Militant group warns gov’t against black sand mining
MANILA—A militant group accused the government on Friday of using the reconstruction of areas devastated by Supertyphoon ‘‘Yolanda’’ as a pretext for the approval of large-scale black sand mining operations.
In a press statement, the Pambansang Lakas ng Kilusang Mamamalakaya ng Pilipinas (Pamalakaya) alleged that the Aquino government would exploit the situation in disaster-stricken areas “to justify the grand entry of magnetite mining companies in Samar and Leyte provinces.”
The group was reacting to a statement of Environment Secretary Ramon Paje that his department had completed the marking of “no-build zones” on the coasts of Eastern Visayas to construct “green walls” of mangroves and beach forest to protect against approaching storms.
It said the government’s real aim was to clear those areas for large-scale operations to mine black sand, a magnetic black-gray mineral with various industrial uses, such as in the manufacture of steel.
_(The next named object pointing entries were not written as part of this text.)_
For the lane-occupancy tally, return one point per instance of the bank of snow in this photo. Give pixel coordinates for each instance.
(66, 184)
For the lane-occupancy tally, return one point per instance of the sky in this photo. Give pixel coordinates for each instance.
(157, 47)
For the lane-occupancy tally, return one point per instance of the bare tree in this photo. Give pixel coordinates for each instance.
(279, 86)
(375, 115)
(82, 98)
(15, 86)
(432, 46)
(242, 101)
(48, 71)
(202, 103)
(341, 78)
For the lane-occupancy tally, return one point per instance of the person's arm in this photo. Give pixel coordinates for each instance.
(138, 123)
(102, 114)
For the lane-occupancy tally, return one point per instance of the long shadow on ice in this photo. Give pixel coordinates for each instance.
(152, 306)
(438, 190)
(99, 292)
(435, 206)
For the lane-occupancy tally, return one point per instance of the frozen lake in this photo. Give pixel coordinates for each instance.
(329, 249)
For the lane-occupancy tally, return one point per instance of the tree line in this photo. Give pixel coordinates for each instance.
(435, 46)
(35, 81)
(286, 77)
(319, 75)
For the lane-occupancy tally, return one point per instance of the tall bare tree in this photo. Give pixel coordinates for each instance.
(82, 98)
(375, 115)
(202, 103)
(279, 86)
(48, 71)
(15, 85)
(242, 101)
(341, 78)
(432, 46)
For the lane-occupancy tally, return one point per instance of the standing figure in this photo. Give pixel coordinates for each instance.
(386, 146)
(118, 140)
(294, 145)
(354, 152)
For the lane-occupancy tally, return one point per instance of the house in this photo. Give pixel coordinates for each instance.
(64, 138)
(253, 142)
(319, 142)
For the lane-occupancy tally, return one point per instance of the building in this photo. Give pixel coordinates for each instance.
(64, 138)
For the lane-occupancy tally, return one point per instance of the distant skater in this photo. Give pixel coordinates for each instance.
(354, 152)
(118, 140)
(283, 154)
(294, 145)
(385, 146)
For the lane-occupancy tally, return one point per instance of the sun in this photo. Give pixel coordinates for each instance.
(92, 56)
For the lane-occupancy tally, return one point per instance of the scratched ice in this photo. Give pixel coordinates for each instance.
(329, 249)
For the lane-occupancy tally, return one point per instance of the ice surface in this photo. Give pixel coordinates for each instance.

“The government will deny this to high heaven. But the truth will always find a way to state the real score,” said Salvador France, vice chair of Pamalakaya.
“There are 107 black sand mining projects all over Region III awaiting the seal of approval of Malacañang and the Aquino administration will most likely capitalize on the no-build zone policy to accommodate magnetite mining in the very near future,” France said.
Paje earlier said the marking of the 40-meter no-build zones would pave the way for the planting of mangroves and beach forests to serve as a barriers against storms.
“We are being taken on another roller coaster ride by the Aquino administration and salespersons of the black sand republic in Malacañang. The coastal areas of Eastern Visayas are primed for destructive magnetite mining and not for rehabilitation,” France said.
Pamalakaya said the culprit behind the fish kills in Lake Bito still had pending applications for black sand mining in the coastal municipalities of Tanauan, Tolosa, Julita and Dulag covering 5,390 hectares.